• Ken Lau
    4
    So I'm thinking of making myself a simple grinding jig to do some flat grinding. I've had a look at lots of grinding jigs online and they can be pretty flashy with angle adjustments and all sorts.
    But if I were to use a piece of mild steel angle section and clamp my blade to it and adjust the angle of either my work rest or platten, it would give me the same result right? I haven't seen anyone do this so I was wondering if I'm missing something obvious here that I've not spotted!
    Loving the podcast! All the best, Ken.
  • Greenbeetleknives
    1
    I built an adjustable jig when I first started from a door hinge, some wood and a bolt to adjust the angle. It was a bit too flimsy in the long run so I subsequently did exactly what you propose.

    I never tried the following but I wonder if you could make slots in the angle iron with an angle grinder or mill or drill and files where you can fasten the handle of the blade you are grinding using bolts through the knife's handle pin holes as follows. One could arrange the forward slot parallel to length of the angle iron and make it about an inch long to accommodate different handle lengths then arrange the rear slot vertically and about 1" tall to accommodate different angles for the knife in case the edge isn't parallel to handle pin holes or you want a different angle on your plunge line other than 90 degrees?

    Make sure the bottom surface of your jig is flat and smooth so it travels well on the work rest. I've gone to free hand grinding as my latest grinder doesn't have a work rest large enough to support a jig. At any rate it sounds like you're on the right track to me! :up:
  • Ken Lau
    4
    Putting the slots in sounds like a good idea. I'd not considered that and as for the smooth bottom surface of the angle - I have some sheet acetal/delrin which should work nicely. Just not sure my work rest will be long enough! :)
  • Jeff Kushen
    30
    This is where I started before I got better at free-hand grinding. Now I have several blocks of aluminum with different angles for different knives ground into the face, and tapped bolt holes where the scales are attached. Saves time not having to move the platen around.
  • Ken Lau
    4
    I think that in a production environment, saving time like that is totally understandable. But for myself as a hobbyist who is making stuff to please myself more than anyone else, I can put up with it! ;)
    Weird thing is that I can freehand hollow grind (with support from the work rest) okay but my flat grinds are really not up to par.
  • Jeff Kushen
    30
    Get a load of scrap mild steel from your local steel supply place for cheap, and practice your grinding on the cheap metals. :-) When you are done with a piece, chuck it in the recycle bin or grind the edge off it and use it as a template. I have steel dummies of all my knife designs.
  • Dan Bidinger
    0
    I did just what you are suggesting, I started with a piece of angle aluminum and c-clamp, I would tilt my platen forward to provide the angle. It was a pain to set up each time but it worked. Now I do almost everything free hand and I am happy I didn’t spend much money or time on a fancy jig.
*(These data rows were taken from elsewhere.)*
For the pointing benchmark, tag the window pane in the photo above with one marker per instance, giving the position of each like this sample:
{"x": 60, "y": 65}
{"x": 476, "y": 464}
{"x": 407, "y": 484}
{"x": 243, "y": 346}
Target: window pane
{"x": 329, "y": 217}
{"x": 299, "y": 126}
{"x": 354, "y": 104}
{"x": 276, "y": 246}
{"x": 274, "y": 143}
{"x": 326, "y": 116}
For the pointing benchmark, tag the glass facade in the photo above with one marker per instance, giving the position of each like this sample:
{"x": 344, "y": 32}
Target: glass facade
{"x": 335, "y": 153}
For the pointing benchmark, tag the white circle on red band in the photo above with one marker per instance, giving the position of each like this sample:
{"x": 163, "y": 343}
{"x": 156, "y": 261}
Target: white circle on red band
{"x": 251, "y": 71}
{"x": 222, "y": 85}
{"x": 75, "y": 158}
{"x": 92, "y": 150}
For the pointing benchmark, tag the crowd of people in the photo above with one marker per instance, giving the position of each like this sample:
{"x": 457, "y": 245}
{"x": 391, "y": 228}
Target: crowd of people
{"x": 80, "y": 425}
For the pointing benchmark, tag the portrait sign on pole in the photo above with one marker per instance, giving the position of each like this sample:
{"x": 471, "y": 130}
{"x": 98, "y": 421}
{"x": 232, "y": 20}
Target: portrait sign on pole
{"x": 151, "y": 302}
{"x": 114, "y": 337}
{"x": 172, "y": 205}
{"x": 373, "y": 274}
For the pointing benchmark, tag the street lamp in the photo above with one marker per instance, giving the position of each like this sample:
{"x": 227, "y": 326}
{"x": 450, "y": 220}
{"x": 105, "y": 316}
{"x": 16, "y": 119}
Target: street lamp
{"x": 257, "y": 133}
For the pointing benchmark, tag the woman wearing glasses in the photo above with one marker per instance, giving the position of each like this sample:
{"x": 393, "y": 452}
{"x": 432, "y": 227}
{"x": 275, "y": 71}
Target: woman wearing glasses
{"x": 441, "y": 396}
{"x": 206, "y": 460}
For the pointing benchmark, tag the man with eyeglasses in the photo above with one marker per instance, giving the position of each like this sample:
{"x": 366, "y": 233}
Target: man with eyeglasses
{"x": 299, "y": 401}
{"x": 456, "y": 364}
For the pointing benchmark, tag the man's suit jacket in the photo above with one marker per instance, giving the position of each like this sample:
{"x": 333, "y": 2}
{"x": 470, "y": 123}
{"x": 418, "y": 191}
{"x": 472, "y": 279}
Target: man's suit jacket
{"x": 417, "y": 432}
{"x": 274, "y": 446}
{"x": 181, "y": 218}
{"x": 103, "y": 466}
    I would say try it and see, if you like grinding with a jig then you can make a better jig if not you can move on to freehand grinding.

    I started by doing rough grinding with a jig and then doing finish grinding free hand. It helped me to learn freehand by grinding on an already established bevel. I still messed it up a lot, many saber grinds ended up being full flat grinds, but we get better slowly.
  • JR Knifemaker
    66
    I had the same quandary for a long time. My Downland Engineering minigrinder came with a table rest that I could adjust. But I found it a massive faff setting the angle up each time. It did work, but one day got frustrated and gave it a go free hand and I was surprised at myself. I can’t do scandi-grinds free hand (but then I don’t like scandi grinds), but for some reason my full flat grinding is easier free hand that with a jig.

    That could also be because of the jig set up! I only share in case someone else is at that stage: give freehand a go.

    Having said that, I saw Jeremy from Simple Little Life using one of the angled aluminium jigs as per above and it looks ideal. And simple!